St.-Luces ärgerte sich innerlich darüber, daß Beaucaire in dieser Entdeckung soviel Glück gehabt hatte, denn den Verdiensten der Geschicklichkeit desselben eine Anerkennung deshalb zukommen zu lassen, hatte er nicht die geringste Neigung. Er war aber verschlagen genug, um sich nicht das mindeste äußerlich merken zu lassen. Mit raschen Schritten ging er im Zimmer auf und ab, und suchte sich das Ansehen zu geben, als sei es der Eifer, den man jetzt in der Verfolgung dieser Entdeckung beobachten müsse, welcher ihn in eine so unruhige Bewegung setze. Heimlich indessen hatte er ganz andere Gedanken, die auf zweierlei Ziele hinausliefen. Um jeden Preis wollte er Beaucaires Entdeckung vereiteln, am liebsten aber freilich sie für sich nutzen.
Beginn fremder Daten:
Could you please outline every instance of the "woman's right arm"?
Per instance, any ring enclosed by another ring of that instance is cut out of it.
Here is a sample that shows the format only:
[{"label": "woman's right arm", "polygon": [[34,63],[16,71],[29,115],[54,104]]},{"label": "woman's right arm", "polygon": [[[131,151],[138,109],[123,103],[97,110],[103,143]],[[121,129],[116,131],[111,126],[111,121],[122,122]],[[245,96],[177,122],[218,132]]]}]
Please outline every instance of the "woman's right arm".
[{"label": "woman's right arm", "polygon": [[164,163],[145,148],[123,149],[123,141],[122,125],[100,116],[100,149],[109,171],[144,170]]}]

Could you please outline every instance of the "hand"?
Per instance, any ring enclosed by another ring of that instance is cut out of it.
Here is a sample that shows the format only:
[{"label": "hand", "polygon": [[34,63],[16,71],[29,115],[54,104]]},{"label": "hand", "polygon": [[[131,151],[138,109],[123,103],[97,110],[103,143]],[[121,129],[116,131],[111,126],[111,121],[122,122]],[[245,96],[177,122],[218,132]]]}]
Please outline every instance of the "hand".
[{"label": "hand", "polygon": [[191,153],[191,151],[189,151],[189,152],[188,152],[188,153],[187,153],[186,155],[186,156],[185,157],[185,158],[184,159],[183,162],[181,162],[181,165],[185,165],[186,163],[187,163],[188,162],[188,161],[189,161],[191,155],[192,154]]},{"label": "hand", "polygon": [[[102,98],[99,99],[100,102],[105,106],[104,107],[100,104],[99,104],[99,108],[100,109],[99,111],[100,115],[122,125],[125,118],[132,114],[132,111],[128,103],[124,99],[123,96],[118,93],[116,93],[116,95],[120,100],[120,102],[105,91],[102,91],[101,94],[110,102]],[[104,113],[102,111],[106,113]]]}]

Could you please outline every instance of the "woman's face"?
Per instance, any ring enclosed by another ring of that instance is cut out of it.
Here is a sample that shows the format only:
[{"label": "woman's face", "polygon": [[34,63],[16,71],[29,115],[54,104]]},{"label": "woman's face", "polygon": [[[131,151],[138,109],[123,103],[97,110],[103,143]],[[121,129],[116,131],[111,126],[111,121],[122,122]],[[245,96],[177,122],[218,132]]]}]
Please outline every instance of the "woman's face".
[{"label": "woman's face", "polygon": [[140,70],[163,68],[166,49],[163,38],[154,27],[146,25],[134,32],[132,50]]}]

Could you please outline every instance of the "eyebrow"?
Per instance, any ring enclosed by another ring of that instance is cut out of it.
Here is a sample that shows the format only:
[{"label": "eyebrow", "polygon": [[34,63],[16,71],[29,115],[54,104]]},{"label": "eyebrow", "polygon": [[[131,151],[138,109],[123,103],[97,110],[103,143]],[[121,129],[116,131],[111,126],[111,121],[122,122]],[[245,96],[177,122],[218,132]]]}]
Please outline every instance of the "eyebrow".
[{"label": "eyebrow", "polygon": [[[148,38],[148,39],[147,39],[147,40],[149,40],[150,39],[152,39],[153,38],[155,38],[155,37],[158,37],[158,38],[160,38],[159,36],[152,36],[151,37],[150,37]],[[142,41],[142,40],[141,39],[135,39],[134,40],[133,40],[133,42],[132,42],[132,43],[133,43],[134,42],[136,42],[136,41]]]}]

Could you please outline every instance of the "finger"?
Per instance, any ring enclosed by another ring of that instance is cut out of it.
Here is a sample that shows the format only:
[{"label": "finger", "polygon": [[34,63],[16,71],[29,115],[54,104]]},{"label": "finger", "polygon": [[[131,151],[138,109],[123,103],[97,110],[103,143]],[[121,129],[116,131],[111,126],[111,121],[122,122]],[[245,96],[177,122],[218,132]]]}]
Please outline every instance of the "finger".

Mit der freundlichsten Miene von der Welt überhäufte er ihn daher mit Lobsprüchen, um ihm jeden Verdacht zu rauben. »Ich muß Ihrem Talent und Ihrer Geschicklichkeit die vollste Anerkennung widmen, mein lieber Beaucaire,« sprach er; »Sie haben in dieser Sache mit einem Scharfblick und einer Gewandtheit gehandelt, die nicht übertroffen werden kann. Gern gestehe ich's, daß ich im ersten Augenblick eine kleine Anwandlung von Verdrießlichkeit hatte, die der Neid auf Ihre meisterhafte Ausführung des glücklichen Gedankens in mir erregte. Betrachten Sie diese Aufwallung, der ich nunmehr vollkommen Herr geworden bin, als die wahrhaftigste Huldigung gegen Ihre Verdienste; sie ist vielleicht sogar die schmeichelhafteste.«

Wie die Schlauheit aller Schurken nur bis zu einem gewissen Grade reicht, und das ganze künstliche Gewebe ihrer Verstandeskombinationen eigentlich nur zu einer verlängerten Dummheit wird, weil es der festen Grundlage des Vernünftigen und somit des Sittlichen entbehrt, so fand auch Beaucaires Scharfsinn hier eine Grenze, indem seine Eitelkeit ihm das Auge verblendete, mit welchem er sonst die Dinge durchaus richtig zu sehen wußte und sich nicht leicht durch einen Schein täuschen ließ. St.-Luces besaß aber auch die Kunst im höchsten Grade, seine Züge in jede Form zu legen, den überzeugenden Ton redlicher Wahrheit anzunehmen und damit oft selbst diejenigen zu täuschen, die schon Zeuge gewesen waren, wie er dieselben Waffen gegen andere gebraucht hatte. Beaucaire konnte es nicht lassen, noch einige Zeit ruhmredig, wiewohl mit dem Ausdrucke und den Formen der Bescheidenheit, auf seine Geschicklichkeit und die schnelle Ausführung seines glücklichen Gedankens zurückzukommen. St.-Luces ungleich schärferer Blick durchschaute ihn bis auf den Grund; um so sicherer vermochte er ihn in seiner Verblendung zu bestärken und in die schmeichelhaftesten Täuschungen einzuwiegen.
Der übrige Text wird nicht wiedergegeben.